Oh rats. Thunderbird ate the indenting. The two examples should be:

multipart/alternative
        text/plain
        multipart/related
                text/html
                image/gif
                image/gif
        application/msword

and

multipart/related
        text/html
        image/gif
        application/msword

the indenting indicates nesting. A message isn't just a bodypart followed by attachments, it has structure like a file system. Something which escapes most mail readers. Sigh.


John Haxby wrote:
lude wrote:
You also mentioned indexing each bodypart ("attachment") separately.
Why? ....
To my mind, there is no use case where it makes sense to search a particular bodypart

I will give you the use case:

[snip]
3.) The result list would show this:
1. mail-1 'subject'
'Abstract of the message-text'
2. mail-2 'subject'
Attachment with name 'filename.doc' contains 'Abstract of
file-content'

Another Use-Case would be an extended search, which allows to select if
"attached files"
should be searched (yes or no).

That's a good use case. File it as a bug and close it WONTFIX :-) The problem that you have is trying to determine whether something is going to be inline or an attachment. I'll give you a real-life example that caught out some old code the other day. We had a message with this structure:

multipart/alternative
text/plain
multipart/related
text/html
image/gif
image/gif
application/msword

Is there an attached file in there? Think before you read on.






The answer should be "no". Are you surprised that at least one client decided that there was? What we have is three representations of the same document: plain text, html (with two pictures) and MS Word. The original, the Word document obviously has the best fidelity and comes last. The one client I'm thinking of (and I've lost track of which one it was) correctly suppressed the display of the text/plain alternative, displayed the HTML with its pictures in-line and then mistakenly displayed the Word document as an attachment.

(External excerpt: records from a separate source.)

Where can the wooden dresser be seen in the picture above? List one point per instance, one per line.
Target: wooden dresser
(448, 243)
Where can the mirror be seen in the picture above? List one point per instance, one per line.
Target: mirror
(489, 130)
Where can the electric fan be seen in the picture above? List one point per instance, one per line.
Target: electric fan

This is a fictional example, but it could exist:

multipart/related
text/html
image/gif
application/msword

The gif image (and let's assume it can be indexed sensibly) is "obviously" a picture in the HTML bodypart. What's the word document? It's referenced from the HTML as a link just like the picture is. Is it an attachment? What's the difference between the word document referenced as a link within the multipart/related (by content-id) and a link to an external document (by http URL)? From a user perspective both are the same, but is one an attachment and the other not? I'm being unfair, this is not only an unrealistic problem but there isn't a right or a wrong answer. The word document isn't an attachment because it doesn't (or shouldn't) appear in the list of attachments and it's not in-line because you have to click on something to see it.

So yes, I agree, your use-cases are good; I'm just not sure how you're going to identify an attachment :-)

I do like the idea, though, of when you do a search for "xyzzy" that you get the abstract of the bodypart that contains "xyzzy" rather than the abstract (or subject) of the entire message and I'm going to think about that one some more. The problem that immediately springs to mind though is that a message can have an arbitrary number of bodyparts so if I have BODY-1, BODY-2, ..., BODY-N (where N is unknown) how hard is it for me to construct the search? I think I probably should construct the search that way because the score depends upon the size of the document and it seems to make sense that the document is the bodypart, not the entire message, but it seems more complex than is useful for mail messages.